ただ、日系の血が混じっていて、ポートレイトの写真を見て納得した記憶がある。
タキシードムーン、そしてそれぞれの存在とソロ。。。これらが自分の中で焦点を結ばず、無国籍な漂う人々という感を強めた。

【元キャロルの永ちゃんではありませぬ。
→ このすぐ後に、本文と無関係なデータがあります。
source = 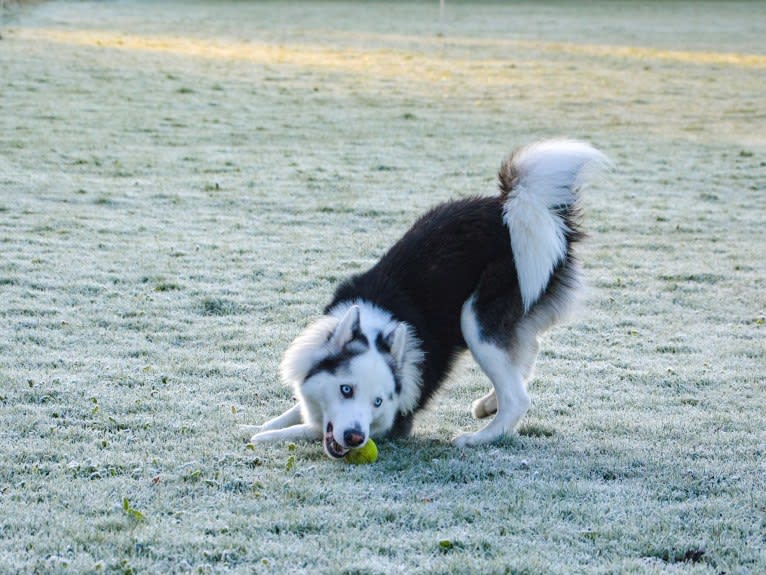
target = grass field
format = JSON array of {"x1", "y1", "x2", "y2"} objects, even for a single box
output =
[{"x1": 0, "y1": 0, "x2": 766, "y2": 574}]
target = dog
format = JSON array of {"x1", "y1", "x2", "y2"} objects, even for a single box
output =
[{"x1": 244, "y1": 139, "x2": 608, "y2": 458}]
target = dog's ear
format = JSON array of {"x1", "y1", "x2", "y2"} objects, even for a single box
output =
[
  {"x1": 385, "y1": 323, "x2": 407, "y2": 369},
  {"x1": 329, "y1": 305, "x2": 362, "y2": 351}
]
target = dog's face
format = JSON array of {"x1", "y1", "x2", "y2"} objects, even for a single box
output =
[{"x1": 281, "y1": 304, "x2": 422, "y2": 458}]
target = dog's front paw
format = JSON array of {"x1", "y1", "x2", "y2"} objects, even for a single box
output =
[{"x1": 237, "y1": 425, "x2": 261, "y2": 441}]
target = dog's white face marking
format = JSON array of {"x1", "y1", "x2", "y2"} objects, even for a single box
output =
[{"x1": 281, "y1": 302, "x2": 423, "y2": 457}]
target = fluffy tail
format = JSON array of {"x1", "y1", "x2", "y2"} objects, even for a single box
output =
[{"x1": 499, "y1": 140, "x2": 609, "y2": 312}]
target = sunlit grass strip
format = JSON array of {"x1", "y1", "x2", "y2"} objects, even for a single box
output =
[{"x1": 18, "y1": 28, "x2": 766, "y2": 72}]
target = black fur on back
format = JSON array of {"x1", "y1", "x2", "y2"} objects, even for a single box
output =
[{"x1": 326, "y1": 197, "x2": 536, "y2": 435}]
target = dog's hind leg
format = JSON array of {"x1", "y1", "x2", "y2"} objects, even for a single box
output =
[
  {"x1": 471, "y1": 389, "x2": 497, "y2": 419},
  {"x1": 455, "y1": 298, "x2": 531, "y2": 447}
]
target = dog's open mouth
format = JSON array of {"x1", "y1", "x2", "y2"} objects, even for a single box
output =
[{"x1": 324, "y1": 422, "x2": 348, "y2": 459}]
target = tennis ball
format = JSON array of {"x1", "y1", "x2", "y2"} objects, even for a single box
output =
[{"x1": 345, "y1": 439, "x2": 378, "y2": 465}]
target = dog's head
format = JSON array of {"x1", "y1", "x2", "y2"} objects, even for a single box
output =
[{"x1": 280, "y1": 302, "x2": 423, "y2": 458}]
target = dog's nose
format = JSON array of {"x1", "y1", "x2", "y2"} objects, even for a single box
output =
[{"x1": 343, "y1": 429, "x2": 364, "y2": 447}]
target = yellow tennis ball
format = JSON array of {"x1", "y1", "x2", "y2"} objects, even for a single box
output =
[{"x1": 345, "y1": 439, "x2": 378, "y2": 465}]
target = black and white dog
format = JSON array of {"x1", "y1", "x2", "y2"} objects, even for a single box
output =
[{"x1": 249, "y1": 140, "x2": 607, "y2": 458}]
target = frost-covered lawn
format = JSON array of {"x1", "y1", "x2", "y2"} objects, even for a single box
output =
[{"x1": 0, "y1": 0, "x2": 766, "y2": 574}]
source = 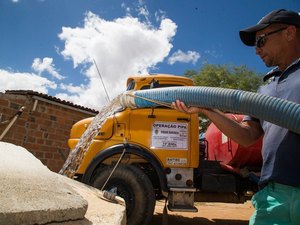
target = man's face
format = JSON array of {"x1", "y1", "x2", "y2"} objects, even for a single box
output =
[{"x1": 256, "y1": 24, "x2": 287, "y2": 67}]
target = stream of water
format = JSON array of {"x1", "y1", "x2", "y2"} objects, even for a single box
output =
[{"x1": 59, "y1": 95, "x2": 122, "y2": 178}]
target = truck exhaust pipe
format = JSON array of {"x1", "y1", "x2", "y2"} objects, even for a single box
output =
[{"x1": 120, "y1": 86, "x2": 300, "y2": 134}]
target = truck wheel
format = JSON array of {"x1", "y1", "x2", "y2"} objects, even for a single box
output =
[{"x1": 92, "y1": 165, "x2": 155, "y2": 225}]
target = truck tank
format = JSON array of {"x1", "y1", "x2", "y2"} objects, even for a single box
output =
[{"x1": 205, "y1": 114, "x2": 262, "y2": 168}]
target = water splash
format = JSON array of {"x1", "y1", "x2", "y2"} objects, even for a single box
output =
[{"x1": 59, "y1": 95, "x2": 123, "y2": 178}]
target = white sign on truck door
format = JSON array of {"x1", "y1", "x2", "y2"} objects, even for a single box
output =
[{"x1": 151, "y1": 121, "x2": 188, "y2": 150}]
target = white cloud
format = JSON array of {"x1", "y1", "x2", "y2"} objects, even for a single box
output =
[
  {"x1": 31, "y1": 57, "x2": 65, "y2": 80},
  {"x1": 168, "y1": 50, "x2": 200, "y2": 65},
  {"x1": 57, "y1": 12, "x2": 177, "y2": 109},
  {"x1": 0, "y1": 69, "x2": 57, "y2": 94}
]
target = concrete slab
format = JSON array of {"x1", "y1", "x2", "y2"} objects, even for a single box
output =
[
  {"x1": 47, "y1": 177, "x2": 126, "y2": 225},
  {"x1": 0, "y1": 142, "x2": 88, "y2": 225}
]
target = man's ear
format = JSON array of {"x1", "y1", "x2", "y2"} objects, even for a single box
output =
[{"x1": 286, "y1": 26, "x2": 297, "y2": 41}]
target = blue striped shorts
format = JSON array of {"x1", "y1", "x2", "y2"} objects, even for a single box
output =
[{"x1": 249, "y1": 182, "x2": 300, "y2": 225}]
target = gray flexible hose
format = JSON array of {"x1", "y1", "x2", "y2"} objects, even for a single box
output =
[{"x1": 120, "y1": 86, "x2": 300, "y2": 134}]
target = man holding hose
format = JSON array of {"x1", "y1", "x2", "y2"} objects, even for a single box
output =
[{"x1": 172, "y1": 9, "x2": 300, "y2": 225}]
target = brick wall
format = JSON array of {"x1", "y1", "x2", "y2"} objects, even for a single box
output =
[{"x1": 0, "y1": 92, "x2": 97, "y2": 172}]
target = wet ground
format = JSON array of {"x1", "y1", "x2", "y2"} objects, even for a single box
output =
[{"x1": 151, "y1": 201, "x2": 253, "y2": 225}]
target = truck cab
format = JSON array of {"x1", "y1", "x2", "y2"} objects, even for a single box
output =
[{"x1": 68, "y1": 74, "x2": 259, "y2": 225}]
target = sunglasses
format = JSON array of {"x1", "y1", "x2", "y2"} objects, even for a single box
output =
[{"x1": 254, "y1": 27, "x2": 287, "y2": 48}]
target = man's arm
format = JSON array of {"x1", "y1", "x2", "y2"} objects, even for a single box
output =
[{"x1": 172, "y1": 100, "x2": 263, "y2": 147}]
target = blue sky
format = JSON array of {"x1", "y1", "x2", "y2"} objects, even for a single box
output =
[{"x1": 0, "y1": 0, "x2": 300, "y2": 109}]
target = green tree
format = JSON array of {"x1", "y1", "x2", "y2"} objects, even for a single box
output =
[{"x1": 184, "y1": 64, "x2": 263, "y2": 132}]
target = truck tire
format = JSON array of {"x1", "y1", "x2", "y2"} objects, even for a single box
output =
[{"x1": 92, "y1": 165, "x2": 155, "y2": 225}]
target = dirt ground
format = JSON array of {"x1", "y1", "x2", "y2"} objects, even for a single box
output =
[{"x1": 151, "y1": 201, "x2": 254, "y2": 225}]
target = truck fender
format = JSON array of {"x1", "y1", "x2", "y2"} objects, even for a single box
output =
[{"x1": 82, "y1": 144, "x2": 168, "y2": 195}]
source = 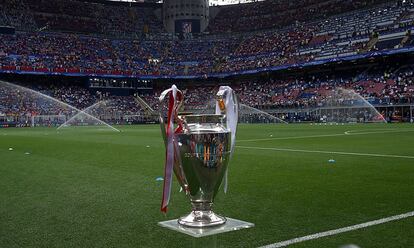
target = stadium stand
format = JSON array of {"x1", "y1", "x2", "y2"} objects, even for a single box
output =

】

***

そこから2年後の1986年1月の寒い冬。
浪人時代の深夜3時に聴いた「FMトランスミッション/バリケード」で、ウィンストン・トンの「ブロークン・イングリッシュ」が掛かった。
一発で気に入り、録音テープは、ツメを折られて保存された。
この日の放送はリップ・リグ&パニックの後継ユニット・フロートアップCP、デヴィッド・シルヴィアンの「ワーズ・ウィズ・ザ・シャーマン」、教授の「エスペラント」収録曲、コクトーツインズの12インチの「あばらと血管」など、リアルタイム新譜の名選曲がずらりと並び、今でも忘れられないカセットテープとなった。


***

1982年の4月頃に、アイランドレコードは、過去のLPを廉価版でシリーズとして再発した。
グレイス・ジョーンズ、ロバート・パーマー、B-52’s、バグルス、バリー・レイノルズ、パラゴンズ、そして、マリアンヌ・フェイスフルなど。
南洋のリラックスしたコンパスポイントスタジオで作られた音。
夏に向けて、自分もその心地良い音に酔っていた。

マリアンヌ・フェイスフルは、女性にも関わらず・ギョッとするような独特のつぶれた声とジャケットでの男っぽさ。
(「ギョッ」とでは、グレイス・ジョーンズの外見も同様だが。)
稀有なる存在だった。
(自分が一番好きな彼女のアルバムは、この後に出た「聖少女」。
90年代のアンジェロ・パダラメンティとの作品も、素晴らしく暗い。)

しかし、ウィンストン・トンの「ブロークン・イングリッシュ」が、マリアンヌ・フェイスフルの「ブロークン・イングリッシュ」の同一曲であり・カバーであるのを知るのは、後のことだった。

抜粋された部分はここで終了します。